The ideal way to do this would be to get a set of mating type K thermocouple connectors. One would ideally be made to mount through the wall of an enclosure (usually this is the female, and called a "bulkhead connector" or panel mount jack), and the other would be the male (the plug), and would mount taking the place of the crimped-on spade lugs that were provided with your probe.
Since the conductors within the type K connectors will be made using the same alloys as your type K thermocouple, there would be no extra junctions created at these connections. (Note that the connections of these connectors are "coded", and you must connect the correct wire to its assigned "pin" in the connector). They're marked, though, as + and -.
And ideally, you'd then use a short piece of type K thermocouple extension wire to connect from this special connector (mounted through the enclosure) to the terminals on the PID controller itself.
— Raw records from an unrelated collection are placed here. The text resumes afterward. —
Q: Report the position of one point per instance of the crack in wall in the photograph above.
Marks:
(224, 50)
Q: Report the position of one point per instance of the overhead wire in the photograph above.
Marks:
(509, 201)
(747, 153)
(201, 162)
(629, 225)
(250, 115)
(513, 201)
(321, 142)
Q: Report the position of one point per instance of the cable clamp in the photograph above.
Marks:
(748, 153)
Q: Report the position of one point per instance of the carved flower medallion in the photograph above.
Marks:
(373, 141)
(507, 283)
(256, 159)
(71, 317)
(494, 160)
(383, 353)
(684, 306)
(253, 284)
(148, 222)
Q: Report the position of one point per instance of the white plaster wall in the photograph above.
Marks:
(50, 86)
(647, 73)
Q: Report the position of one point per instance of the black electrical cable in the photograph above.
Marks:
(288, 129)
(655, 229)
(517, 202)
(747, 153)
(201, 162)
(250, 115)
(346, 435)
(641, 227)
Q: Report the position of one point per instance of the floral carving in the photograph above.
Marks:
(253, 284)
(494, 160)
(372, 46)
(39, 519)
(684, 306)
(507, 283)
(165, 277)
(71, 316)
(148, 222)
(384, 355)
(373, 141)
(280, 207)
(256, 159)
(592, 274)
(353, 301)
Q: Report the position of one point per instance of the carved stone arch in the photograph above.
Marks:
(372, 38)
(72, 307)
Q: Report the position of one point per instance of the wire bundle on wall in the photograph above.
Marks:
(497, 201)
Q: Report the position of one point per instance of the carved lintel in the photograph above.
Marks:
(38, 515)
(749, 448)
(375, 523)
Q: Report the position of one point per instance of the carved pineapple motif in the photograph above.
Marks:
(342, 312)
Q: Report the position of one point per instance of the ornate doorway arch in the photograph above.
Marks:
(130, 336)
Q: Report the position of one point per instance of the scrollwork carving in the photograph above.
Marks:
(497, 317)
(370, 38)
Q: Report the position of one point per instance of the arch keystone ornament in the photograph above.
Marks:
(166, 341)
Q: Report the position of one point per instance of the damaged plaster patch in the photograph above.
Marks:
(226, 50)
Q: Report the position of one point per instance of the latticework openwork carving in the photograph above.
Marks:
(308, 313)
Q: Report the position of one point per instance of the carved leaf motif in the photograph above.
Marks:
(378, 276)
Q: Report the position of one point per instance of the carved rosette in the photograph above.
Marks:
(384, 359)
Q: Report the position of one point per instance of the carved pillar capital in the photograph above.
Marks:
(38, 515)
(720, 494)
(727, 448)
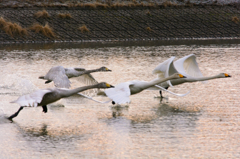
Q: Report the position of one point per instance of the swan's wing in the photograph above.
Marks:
(188, 66)
(58, 76)
(87, 79)
(74, 72)
(102, 102)
(180, 95)
(33, 99)
(165, 69)
(120, 93)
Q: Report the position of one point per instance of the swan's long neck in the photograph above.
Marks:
(157, 81)
(90, 71)
(67, 93)
(202, 78)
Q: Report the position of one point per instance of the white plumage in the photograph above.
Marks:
(121, 92)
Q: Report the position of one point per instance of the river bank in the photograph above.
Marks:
(86, 24)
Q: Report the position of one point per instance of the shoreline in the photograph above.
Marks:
(122, 24)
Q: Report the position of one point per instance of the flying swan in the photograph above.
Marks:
(60, 75)
(46, 96)
(186, 66)
(120, 93)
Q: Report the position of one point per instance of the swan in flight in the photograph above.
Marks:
(120, 93)
(46, 96)
(186, 66)
(60, 75)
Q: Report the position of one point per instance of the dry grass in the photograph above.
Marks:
(83, 29)
(148, 29)
(235, 19)
(12, 29)
(64, 16)
(169, 4)
(42, 14)
(148, 13)
(45, 30)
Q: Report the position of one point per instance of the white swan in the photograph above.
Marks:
(186, 66)
(60, 75)
(46, 96)
(120, 93)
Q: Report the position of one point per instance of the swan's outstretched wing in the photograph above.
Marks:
(188, 66)
(180, 95)
(88, 97)
(165, 69)
(120, 93)
(33, 99)
(87, 79)
(58, 76)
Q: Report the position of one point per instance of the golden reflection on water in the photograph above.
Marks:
(203, 124)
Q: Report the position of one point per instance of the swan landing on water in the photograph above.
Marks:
(46, 96)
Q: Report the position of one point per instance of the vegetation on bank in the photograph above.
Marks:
(12, 29)
(107, 4)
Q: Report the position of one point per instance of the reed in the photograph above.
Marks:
(12, 29)
(42, 14)
(235, 19)
(83, 28)
(148, 29)
(45, 30)
(65, 16)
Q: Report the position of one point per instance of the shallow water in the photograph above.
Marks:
(203, 124)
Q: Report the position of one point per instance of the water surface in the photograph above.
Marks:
(203, 124)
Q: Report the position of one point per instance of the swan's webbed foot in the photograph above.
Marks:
(15, 114)
(44, 108)
(48, 81)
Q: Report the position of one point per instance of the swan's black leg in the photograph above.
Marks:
(44, 108)
(160, 92)
(48, 82)
(15, 114)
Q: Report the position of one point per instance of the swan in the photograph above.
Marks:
(120, 93)
(60, 75)
(186, 66)
(46, 96)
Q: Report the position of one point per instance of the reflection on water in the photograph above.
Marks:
(203, 124)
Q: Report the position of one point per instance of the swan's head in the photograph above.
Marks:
(104, 69)
(104, 85)
(224, 75)
(177, 76)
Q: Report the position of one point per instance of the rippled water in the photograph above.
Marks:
(203, 124)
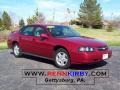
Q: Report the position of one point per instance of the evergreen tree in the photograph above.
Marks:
(36, 18)
(21, 23)
(7, 22)
(1, 23)
(90, 13)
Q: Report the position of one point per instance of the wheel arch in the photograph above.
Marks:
(58, 47)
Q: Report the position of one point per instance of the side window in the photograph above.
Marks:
(27, 31)
(38, 31)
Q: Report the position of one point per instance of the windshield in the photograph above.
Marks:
(62, 31)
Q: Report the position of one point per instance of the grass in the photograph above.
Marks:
(3, 45)
(112, 38)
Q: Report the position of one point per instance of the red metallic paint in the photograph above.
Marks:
(46, 48)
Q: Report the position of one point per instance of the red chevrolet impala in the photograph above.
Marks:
(59, 43)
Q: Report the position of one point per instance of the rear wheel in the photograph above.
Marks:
(16, 50)
(62, 59)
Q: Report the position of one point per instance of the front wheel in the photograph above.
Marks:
(62, 59)
(16, 50)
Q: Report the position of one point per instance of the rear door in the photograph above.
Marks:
(42, 47)
(26, 39)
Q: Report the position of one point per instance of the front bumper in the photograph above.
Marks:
(89, 57)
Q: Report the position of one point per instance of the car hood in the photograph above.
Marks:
(85, 41)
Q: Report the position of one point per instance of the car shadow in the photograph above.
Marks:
(88, 66)
(73, 67)
(38, 59)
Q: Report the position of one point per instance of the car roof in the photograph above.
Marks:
(44, 25)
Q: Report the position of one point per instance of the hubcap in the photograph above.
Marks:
(61, 58)
(16, 50)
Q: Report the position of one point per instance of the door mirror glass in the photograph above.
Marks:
(44, 36)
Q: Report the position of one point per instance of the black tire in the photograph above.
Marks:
(66, 63)
(18, 52)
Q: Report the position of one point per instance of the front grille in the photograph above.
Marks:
(103, 48)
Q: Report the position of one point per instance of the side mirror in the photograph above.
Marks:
(44, 36)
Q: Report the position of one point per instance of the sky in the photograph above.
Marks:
(24, 8)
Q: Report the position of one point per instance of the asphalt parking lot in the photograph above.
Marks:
(11, 68)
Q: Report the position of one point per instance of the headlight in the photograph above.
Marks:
(86, 49)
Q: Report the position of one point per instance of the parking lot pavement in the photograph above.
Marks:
(11, 69)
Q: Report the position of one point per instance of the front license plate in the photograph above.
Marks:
(105, 56)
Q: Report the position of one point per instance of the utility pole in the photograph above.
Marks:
(53, 15)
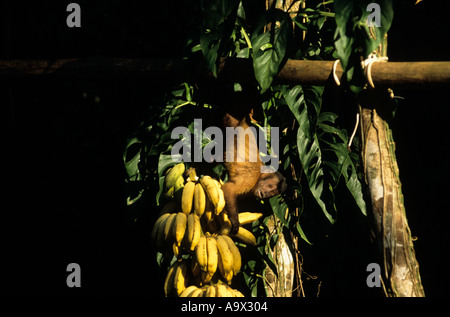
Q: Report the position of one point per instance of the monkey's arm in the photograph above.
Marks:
(231, 196)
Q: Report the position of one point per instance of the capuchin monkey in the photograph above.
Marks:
(244, 166)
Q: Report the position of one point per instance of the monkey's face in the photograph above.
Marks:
(269, 185)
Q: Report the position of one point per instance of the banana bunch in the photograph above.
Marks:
(177, 279)
(178, 230)
(216, 252)
(243, 234)
(194, 227)
(218, 290)
(203, 195)
(174, 181)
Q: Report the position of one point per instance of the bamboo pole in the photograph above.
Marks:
(293, 72)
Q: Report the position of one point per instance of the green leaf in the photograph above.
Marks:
(354, 40)
(270, 48)
(309, 150)
(301, 233)
(218, 23)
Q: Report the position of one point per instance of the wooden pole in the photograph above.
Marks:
(293, 72)
(400, 269)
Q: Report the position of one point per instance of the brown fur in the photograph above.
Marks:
(245, 178)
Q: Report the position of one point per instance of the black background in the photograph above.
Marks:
(64, 197)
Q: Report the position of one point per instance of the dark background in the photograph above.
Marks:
(64, 198)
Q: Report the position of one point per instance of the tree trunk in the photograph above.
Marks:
(400, 269)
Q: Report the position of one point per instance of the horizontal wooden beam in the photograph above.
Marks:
(293, 72)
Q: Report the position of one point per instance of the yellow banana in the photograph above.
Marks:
(193, 231)
(237, 261)
(179, 228)
(180, 277)
(169, 207)
(196, 293)
(221, 202)
(168, 283)
(248, 217)
(246, 236)
(230, 291)
(213, 258)
(225, 259)
(237, 293)
(187, 197)
(201, 254)
(160, 239)
(168, 227)
(221, 290)
(195, 268)
(225, 224)
(157, 225)
(178, 188)
(169, 192)
(176, 250)
(211, 189)
(199, 199)
(188, 290)
(172, 175)
(210, 291)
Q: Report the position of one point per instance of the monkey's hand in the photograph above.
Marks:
(231, 206)
(234, 219)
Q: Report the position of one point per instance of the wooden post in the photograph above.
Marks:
(400, 269)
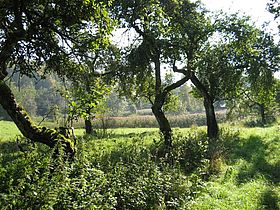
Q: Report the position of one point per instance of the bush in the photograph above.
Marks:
(125, 176)
(149, 121)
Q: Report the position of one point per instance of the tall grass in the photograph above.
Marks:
(127, 170)
(149, 121)
(8, 130)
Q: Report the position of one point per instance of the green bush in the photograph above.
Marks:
(149, 121)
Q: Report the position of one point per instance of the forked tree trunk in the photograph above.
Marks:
(164, 125)
(212, 125)
(262, 113)
(88, 126)
(50, 137)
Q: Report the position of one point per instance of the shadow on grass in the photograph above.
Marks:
(255, 151)
(8, 147)
(270, 200)
(111, 135)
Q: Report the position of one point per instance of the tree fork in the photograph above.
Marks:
(24, 123)
(164, 125)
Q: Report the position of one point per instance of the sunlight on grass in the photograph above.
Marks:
(8, 130)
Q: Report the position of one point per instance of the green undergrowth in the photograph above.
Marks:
(127, 169)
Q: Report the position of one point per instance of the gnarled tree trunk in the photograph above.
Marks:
(163, 123)
(35, 133)
(212, 125)
(262, 113)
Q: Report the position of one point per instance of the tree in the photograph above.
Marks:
(155, 47)
(221, 63)
(42, 37)
(260, 86)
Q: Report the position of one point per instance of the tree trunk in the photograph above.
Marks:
(88, 126)
(262, 113)
(163, 124)
(35, 133)
(212, 125)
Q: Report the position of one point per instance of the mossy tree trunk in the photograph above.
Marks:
(262, 113)
(24, 123)
(163, 123)
(212, 125)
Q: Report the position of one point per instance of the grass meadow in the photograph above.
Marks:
(125, 168)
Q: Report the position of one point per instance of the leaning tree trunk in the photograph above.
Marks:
(212, 125)
(164, 124)
(50, 137)
(262, 113)
(88, 126)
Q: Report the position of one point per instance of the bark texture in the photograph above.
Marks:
(212, 125)
(163, 123)
(50, 137)
(262, 113)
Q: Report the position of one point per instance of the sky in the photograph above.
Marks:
(254, 8)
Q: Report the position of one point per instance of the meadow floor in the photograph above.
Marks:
(124, 169)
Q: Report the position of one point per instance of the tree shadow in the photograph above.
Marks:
(255, 151)
(270, 200)
(99, 135)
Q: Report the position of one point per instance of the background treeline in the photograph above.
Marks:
(44, 101)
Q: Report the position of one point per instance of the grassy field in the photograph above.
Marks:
(125, 169)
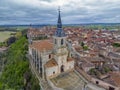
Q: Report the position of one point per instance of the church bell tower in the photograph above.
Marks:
(59, 36)
(60, 48)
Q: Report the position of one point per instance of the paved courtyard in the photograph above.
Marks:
(68, 81)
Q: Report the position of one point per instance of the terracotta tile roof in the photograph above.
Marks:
(70, 59)
(42, 45)
(51, 63)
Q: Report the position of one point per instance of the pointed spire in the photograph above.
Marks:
(59, 32)
(59, 24)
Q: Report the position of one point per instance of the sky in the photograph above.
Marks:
(46, 11)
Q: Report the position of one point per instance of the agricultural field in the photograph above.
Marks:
(5, 35)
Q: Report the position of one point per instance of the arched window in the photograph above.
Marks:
(62, 42)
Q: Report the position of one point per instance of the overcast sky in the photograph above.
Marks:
(72, 11)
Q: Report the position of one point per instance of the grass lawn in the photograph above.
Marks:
(4, 35)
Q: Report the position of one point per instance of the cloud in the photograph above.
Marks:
(45, 11)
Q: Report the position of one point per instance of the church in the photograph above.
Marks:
(52, 57)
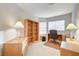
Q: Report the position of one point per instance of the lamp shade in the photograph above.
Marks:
(18, 25)
(71, 26)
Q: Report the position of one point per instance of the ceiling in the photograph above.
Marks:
(46, 10)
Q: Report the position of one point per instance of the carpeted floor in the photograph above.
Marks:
(39, 49)
(52, 45)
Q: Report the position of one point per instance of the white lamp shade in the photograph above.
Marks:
(18, 25)
(71, 26)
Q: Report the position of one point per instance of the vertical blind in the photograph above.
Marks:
(52, 25)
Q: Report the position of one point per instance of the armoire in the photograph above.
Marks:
(31, 30)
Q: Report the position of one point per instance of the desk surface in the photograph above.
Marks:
(71, 45)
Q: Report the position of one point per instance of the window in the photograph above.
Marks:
(57, 25)
(42, 27)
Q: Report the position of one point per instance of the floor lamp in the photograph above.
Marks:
(18, 26)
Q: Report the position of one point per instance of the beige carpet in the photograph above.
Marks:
(39, 49)
(52, 45)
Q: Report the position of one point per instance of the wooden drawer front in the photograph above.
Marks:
(65, 52)
(12, 50)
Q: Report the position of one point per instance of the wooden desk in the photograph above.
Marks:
(15, 47)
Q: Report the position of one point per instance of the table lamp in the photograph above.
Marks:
(71, 27)
(18, 26)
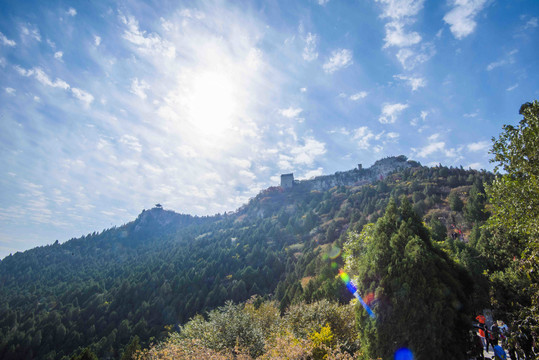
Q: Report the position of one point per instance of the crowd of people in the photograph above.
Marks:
(518, 344)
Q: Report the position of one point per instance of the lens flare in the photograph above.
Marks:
(404, 354)
(346, 279)
(334, 252)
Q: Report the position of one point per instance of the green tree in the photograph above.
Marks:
(86, 354)
(455, 203)
(514, 195)
(131, 349)
(417, 292)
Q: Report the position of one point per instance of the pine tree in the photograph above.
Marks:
(419, 298)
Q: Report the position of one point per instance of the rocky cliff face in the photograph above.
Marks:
(379, 169)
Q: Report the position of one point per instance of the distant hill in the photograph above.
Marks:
(145, 277)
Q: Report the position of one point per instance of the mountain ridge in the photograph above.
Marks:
(163, 267)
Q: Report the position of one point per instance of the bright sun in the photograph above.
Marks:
(212, 102)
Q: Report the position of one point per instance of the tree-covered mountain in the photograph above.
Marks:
(148, 276)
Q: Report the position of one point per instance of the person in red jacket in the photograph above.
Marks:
(481, 319)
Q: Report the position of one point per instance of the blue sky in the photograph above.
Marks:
(107, 108)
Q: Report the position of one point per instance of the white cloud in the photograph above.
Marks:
(313, 173)
(363, 136)
(430, 148)
(401, 14)
(83, 96)
(414, 82)
(532, 23)
(472, 114)
(339, 59)
(437, 146)
(508, 59)
(307, 153)
(192, 14)
(397, 36)
(139, 88)
(397, 9)
(309, 51)
(409, 58)
(131, 142)
(390, 112)
(31, 31)
(148, 44)
(479, 146)
(461, 18)
(476, 166)
(44, 79)
(512, 87)
(291, 112)
(5, 41)
(359, 95)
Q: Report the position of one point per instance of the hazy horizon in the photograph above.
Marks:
(109, 108)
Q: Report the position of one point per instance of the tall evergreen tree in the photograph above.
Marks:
(417, 292)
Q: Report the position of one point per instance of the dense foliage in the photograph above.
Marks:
(149, 276)
(321, 330)
(417, 293)
(514, 195)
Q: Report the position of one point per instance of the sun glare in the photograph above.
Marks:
(213, 102)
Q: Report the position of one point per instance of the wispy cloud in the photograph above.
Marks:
(479, 146)
(309, 51)
(397, 36)
(359, 95)
(5, 41)
(339, 59)
(308, 152)
(83, 96)
(31, 31)
(147, 44)
(414, 82)
(410, 58)
(402, 14)
(508, 59)
(290, 112)
(512, 87)
(461, 18)
(436, 146)
(532, 23)
(390, 112)
(139, 88)
(363, 135)
(44, 79)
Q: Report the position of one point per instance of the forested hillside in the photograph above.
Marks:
(148, 276)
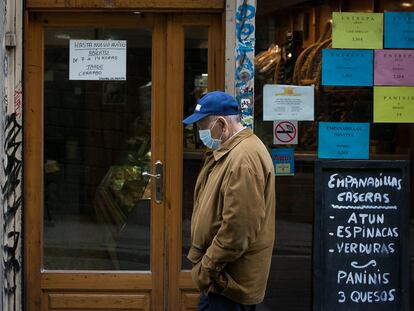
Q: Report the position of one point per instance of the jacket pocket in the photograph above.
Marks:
(195, 254)
(201, 277)
(231, 289)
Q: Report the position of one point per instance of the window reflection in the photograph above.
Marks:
(195, 85)
(96, 144)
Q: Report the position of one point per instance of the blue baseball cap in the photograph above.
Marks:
(215, 103)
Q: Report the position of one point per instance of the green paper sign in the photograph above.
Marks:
(357, 30)
(394, 104)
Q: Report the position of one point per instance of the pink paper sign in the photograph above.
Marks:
(394, 67)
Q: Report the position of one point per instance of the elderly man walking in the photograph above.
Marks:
(233, 221)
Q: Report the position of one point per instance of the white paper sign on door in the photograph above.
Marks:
(97, 59)
(288, 102)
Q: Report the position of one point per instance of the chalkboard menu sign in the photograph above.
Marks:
(361, 259)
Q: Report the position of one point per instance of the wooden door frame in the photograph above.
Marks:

Thus, you could simply plug your type K thermocouple into your PID box when you take it out to run your smoker, and then unplug it when you bring the controller back inside.
Further, because you now have a standard female type K connector on the outside of your controller, you can buy or build more type K thermocouple probes and plug them into the controller for other uses if you want.
So it comes down to how much temperature difference you think you may have between the terminals of your PID controller (where presumably, they're measuring and compensating for the "cold junction" temperature) and the new point, outside of your box, where the actual "cold junction" will be.
Since your thermocouple will be attached to your smoker, you'll want to protect the connector or lugs and really, the whole TC wire when you're storing the smoker. I'd keep all of that from getting wet or being exposed to weather when the smoker is not in use. But that shouldn't be too hard.
People on this forum are often complaining about differences in temperature that they're reading between several different probes within their smoker, or between what a smoker's temperature control reads versus what their external thermometer(s) read, etc.
So the error you may introduce by NOT using thermocouple extension wire and proper connections in the whole circuit might be enough to later cause you some heartburn. My point is that if you're going to the trouble to use a separate PID controller to control the temperature of your smoker, you may also be something of a temperature control fanatic. ;)
And if that's the case, you do need to be aware of the potential errors and uncertainties you will introduce if you don't do it all "right".
You can often find thermocouple extension wire on EBAY in partially-used rolls, and sometimes find the special connectors there, too. For excellent thermocouples, wire, and accessories, there's always Omega Engineering.
Their website also has a lot of good information about the theory and application of thermocouples.
If you just need a small amount of TC extension wire, I have a lot of it laying around. So I could just send you a little bit. But what I'd also want, for a setup like yours, is a mating pair of type K thermocouple connectors to use where you'll be making up the connection to your smoker over and over.
I'm not sure if I have any of those around, but again, EBAY is often our friend for this kind of stuff!